Compito della Chiesa è di aiutare gli uomini a ben orientare tutto l'ordine temporale e a indirizzarlo a Dio per mezzo di Cristo (cfr. AA). La Chiesa si fa così serva degli uomini e i laici "partecipano alla missione di servire la persona e la società" (CL 36).


3. Al riguardo, occorre anzitutto ricordare che i laici sono chiamati a contribuire alla promozione della persona, oggi particolarmente necessaria ed urgente. Si tratta di salvare - e spesso di ristabilire - il valore centrale dell'essere umano che, proprio perché persona, non può mai essere trattato "come un oggetto utilizzabile, uno strumento, una cosa" (CL 37).

Quanto alla dignità personale, tutti gli uomini sono uguali fra loro: nessuna discriminazione può essere ammessa, né razziale, né sessuale, né economica, né sociale, né culturale, né politica, né geografica. Alle differenze che provengono dalle condizioni di luogo e di tempo in cui ciascuno nasce e vive è dovere di solidarietà sopperire con un fattivo sostegno umano e cristiano, tradotta in forme concrete di giustizia e di carità, come spiegava e raccomandava san Paolo ai Corinzi: "Non si tratta infatti di mettere in ristrettezza voi per sollevare gli altri, ma di fare uguaglianza... La vostra abbondanza supplisca alla loro indigenza, perché anche la loro abbondanza supplisca alla vostra indigenza, e vi sia uguaglianza" (2Co 8,13-14).

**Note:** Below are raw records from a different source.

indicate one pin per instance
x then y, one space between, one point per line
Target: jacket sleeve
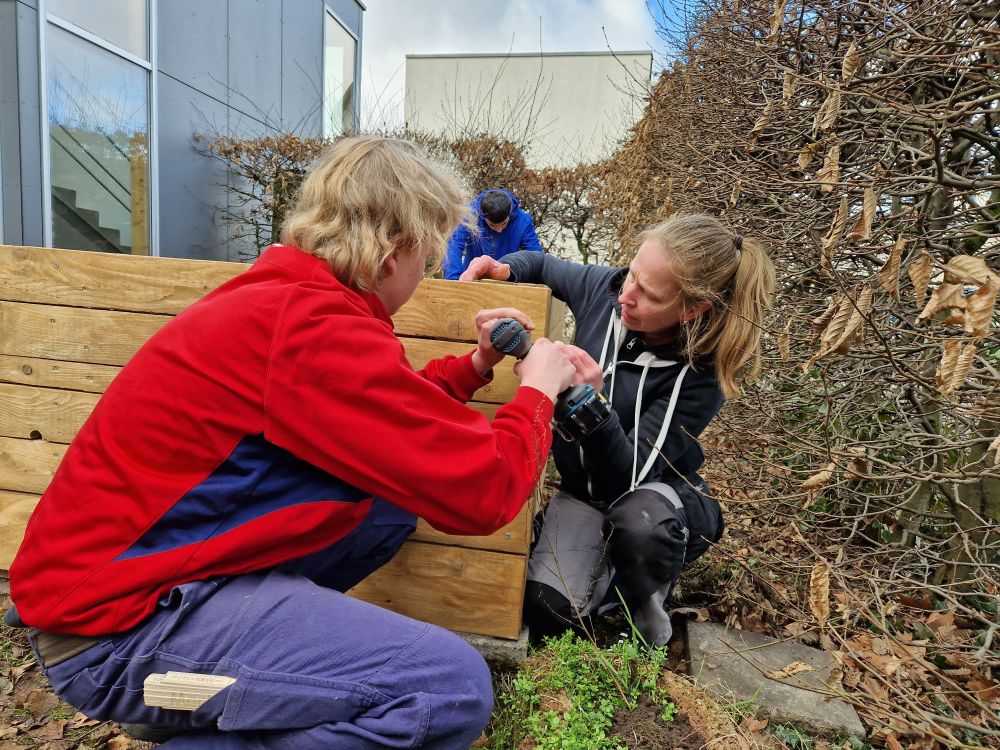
341 396
454 263
609 450
573 283
529 238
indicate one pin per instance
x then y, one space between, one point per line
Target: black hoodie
610 461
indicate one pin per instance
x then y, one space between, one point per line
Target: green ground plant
567 694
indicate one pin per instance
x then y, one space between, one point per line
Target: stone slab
501 653
732 665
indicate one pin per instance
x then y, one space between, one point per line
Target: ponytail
735 276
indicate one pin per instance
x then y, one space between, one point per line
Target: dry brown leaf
963 364
829 175
944 297
819 591
735 195
979 309
852 60
788 85
777 18
863 226
920 274
970 270
832 237
946 367
807 153
820 478
888 275
758 127
796 667
783 341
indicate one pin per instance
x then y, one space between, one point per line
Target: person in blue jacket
503 227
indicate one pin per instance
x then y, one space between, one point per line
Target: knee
462 687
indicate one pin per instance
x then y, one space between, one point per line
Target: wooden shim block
49 373
108 281
103 337
447 309
500 391
43 413
514 538
28 465
15 510
471 591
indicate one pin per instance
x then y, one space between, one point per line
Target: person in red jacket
260 455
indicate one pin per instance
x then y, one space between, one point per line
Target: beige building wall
572 107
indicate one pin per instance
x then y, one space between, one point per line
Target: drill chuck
579 410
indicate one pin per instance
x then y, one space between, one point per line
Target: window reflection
338 79
98 144
121 22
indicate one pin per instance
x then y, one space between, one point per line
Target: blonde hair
368 196
734 275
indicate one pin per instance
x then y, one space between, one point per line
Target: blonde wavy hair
367 197
734 275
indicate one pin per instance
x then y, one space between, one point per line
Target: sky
396 28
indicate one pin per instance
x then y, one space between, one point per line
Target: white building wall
572 107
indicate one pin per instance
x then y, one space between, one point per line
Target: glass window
338 79
121 22
98 146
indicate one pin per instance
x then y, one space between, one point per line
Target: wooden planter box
69 320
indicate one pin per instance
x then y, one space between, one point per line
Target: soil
644 729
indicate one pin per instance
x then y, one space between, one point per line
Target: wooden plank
108 281
43 413
28 465
69 376
15 510
473 591
103 337
514 538
447 309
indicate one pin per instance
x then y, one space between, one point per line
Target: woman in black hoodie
665 340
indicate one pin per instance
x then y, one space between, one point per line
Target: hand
547 368
485 267
587 370
486 356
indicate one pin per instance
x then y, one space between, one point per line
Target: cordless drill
579 410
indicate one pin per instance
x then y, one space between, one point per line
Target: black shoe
150 732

4. La promozione della dignità della persona è legata con "il rispetto, la difesa e la promozione dei diritti della persona umana" (CL 38). Anzitutto il riconoscimento della inviolabilità della vita umana: il diritto alla vita è essenziale, e può essere considerato come "diritto primo e fontale, condizione per tutti gli altri diritti" (). Ne consegue che "tutto ciò che è contro la vita... tutto ciò che viola l'integrità della persona umana... tutto ciò che offende la dignità umana... tutte queste cose... ledono grandemente l'onore del Creatore" (GS 27), che ha voluto l'uomo fatto a sua immagine e somiglianza (cfr. Gn 1,26) e posto sotto la sua signoria.

Una responsabilità speciale in questa difesa della dignità personale e del diritto alla vita appartiene ai genitori, agli educatori, agli operatori sanitari ed a quanti detengono il potere economico e politico (cfr. CL 38). In particolare la Chiesa esorta i laici ad affrontare coraggiosamente le sfide poste dai nuovi problemi della bioetica (cfr. ).


5. Tra i diritti della persona, da difendere e promuovere, vi è quello della libertà religiosa, della libertà di coscienza e della libertà di culto (cfr. CL 39). La Chiesa sostiene che la società ha il dovere di assicurare il diritto della persona a professare le sue convinzioni ed a praticare la sua religione, entro i debiti limiti determinati dal giusto ordine pubblico (cfr. DH 2 DH 7). Per la difesa e la promozione di questo diritto non sono mancati i martiri, in tutti i tempi.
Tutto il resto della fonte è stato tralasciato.